The NG Times Newspaper

A startup in Kitchener, Ontario has created an online tool where anyone can see a breakdown of their hydro bill. has a calculator where you plug in whether you are a residential or commercial operation, your utility provider (Hydro One etc.) and your average monthly usage and it breaks down the bill based on rates and data from the Ontario Energy Board website.
Tomas Van Stee is the owner of the company Enpowered, which is behind the development of the tool. As a company, they help small businesses reduce their hydro rates by creating larger buying groups to tap into the pricing offered to larger entities.
Tomas says they originally built the platform to help their customers who were confused about what was going on in their bills. “Once we had it built a couple of our customers said we should make it public,” he says. Tomas says the tool is useful because it shows consumers what percentage of their bill is going directly towards electricity costs and what is going towards other government fees, specifically something called the Global Adjustment rate. According to the Independent Electricity System Operator (IESO), who sets this rate, the fee covers the cost of providing adequate generating capacity and conservation programs for Ontario.
Basically, this means that it pays the difference between the market cost of electricity (which is about 2 cents per kwh) and the amount that has been promised to the electricity generators, particularly renewable power sources like wind, solar, nuclear and natural gas. This amount is often quite a bit higher than market price. “If I have a solar panel on my roof and I sign a contract with the government that guarantees me 60 cents per kWh, the global adjustment covers the difference,” Tomas explains. According to an article in the Toronto Star, the province paid privately owned generators up to 39.6 cents per kWh for solar power when the market value was only at 2.6 cents in 2013.

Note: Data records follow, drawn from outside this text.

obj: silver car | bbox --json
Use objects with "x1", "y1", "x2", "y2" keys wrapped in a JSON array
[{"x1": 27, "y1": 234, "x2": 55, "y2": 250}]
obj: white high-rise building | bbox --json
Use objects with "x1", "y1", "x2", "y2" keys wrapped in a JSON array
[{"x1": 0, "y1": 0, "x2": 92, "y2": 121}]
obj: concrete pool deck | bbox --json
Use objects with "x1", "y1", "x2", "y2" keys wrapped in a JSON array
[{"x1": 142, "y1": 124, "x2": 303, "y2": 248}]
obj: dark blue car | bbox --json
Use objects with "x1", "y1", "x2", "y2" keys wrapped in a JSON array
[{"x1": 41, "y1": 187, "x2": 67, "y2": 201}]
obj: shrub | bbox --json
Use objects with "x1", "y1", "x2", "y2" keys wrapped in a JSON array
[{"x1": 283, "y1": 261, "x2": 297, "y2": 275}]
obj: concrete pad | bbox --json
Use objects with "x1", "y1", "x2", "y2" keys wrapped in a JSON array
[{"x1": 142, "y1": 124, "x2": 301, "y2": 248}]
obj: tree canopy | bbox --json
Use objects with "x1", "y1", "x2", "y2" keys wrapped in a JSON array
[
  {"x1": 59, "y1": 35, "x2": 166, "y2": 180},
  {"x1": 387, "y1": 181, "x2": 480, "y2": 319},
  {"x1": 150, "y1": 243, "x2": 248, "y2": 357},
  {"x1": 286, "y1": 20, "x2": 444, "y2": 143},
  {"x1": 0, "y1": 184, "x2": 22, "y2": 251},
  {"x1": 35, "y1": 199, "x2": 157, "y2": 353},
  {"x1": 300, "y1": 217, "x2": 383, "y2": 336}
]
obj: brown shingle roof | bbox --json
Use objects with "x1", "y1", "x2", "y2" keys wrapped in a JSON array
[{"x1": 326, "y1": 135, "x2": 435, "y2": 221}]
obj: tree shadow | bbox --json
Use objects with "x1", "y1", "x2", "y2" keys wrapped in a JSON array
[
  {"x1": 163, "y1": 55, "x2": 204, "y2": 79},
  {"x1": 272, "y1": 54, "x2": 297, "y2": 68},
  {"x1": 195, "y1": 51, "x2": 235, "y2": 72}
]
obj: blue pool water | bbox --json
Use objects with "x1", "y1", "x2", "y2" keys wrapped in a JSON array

For the 12-month period ending in October, 2017, the Global Adjustment is estimated to represent 8.45 cents out of every unit cost of electricity for residential homeowners. “For a typical consumer, consuming 750 kWh of electricity a month, global adjustment charges represent about $67, or about half of a typical consumer’s current bill,” says Lars Hansen, a representative from the Ontario Energy Board.
This figure lines up with what is shown by Tomas’ application. It estimates that for a residential homeowner using 750 kWh of electricity a month, the Global Adjustment Fee encompasses 59% of the total bill. Around 5% goes towards actual electricity costs and about 36% is taken by the utility. “When people use this tool, they are surprised how little goes to their utility,” Tomas says. “That’s not the reason your bill is going up. It’s the remainder that is at question here.”
There is also the issue that, when another province or country buys power from Ontario, they are only paying the market value, leaving Ontario at a deficit. Tomas admits that the reason the Global Adjustment Rate has been steadily increasing is well-meaning. “We wanted to bring more renewable energies into the structure.” Regardless, with high hydro rates causing energy poverty in Ontario, it is something that needs to be looked at. Tomas says some politicians are actively working on it, which is a positive step. MPPs in Queens Park met last week to discuss hydro costs and Premier Kathleen Wynne says she will be focusing on the Global Adjustment specifically. “I think it’s important that we make sure that they don’t just wave some hands and move some pieces,” Tomas says. “We actually have to make sure we are aware, as a voting population, what is the key issue, which is the Global Adjustment, and make sure the government actually does something about it.”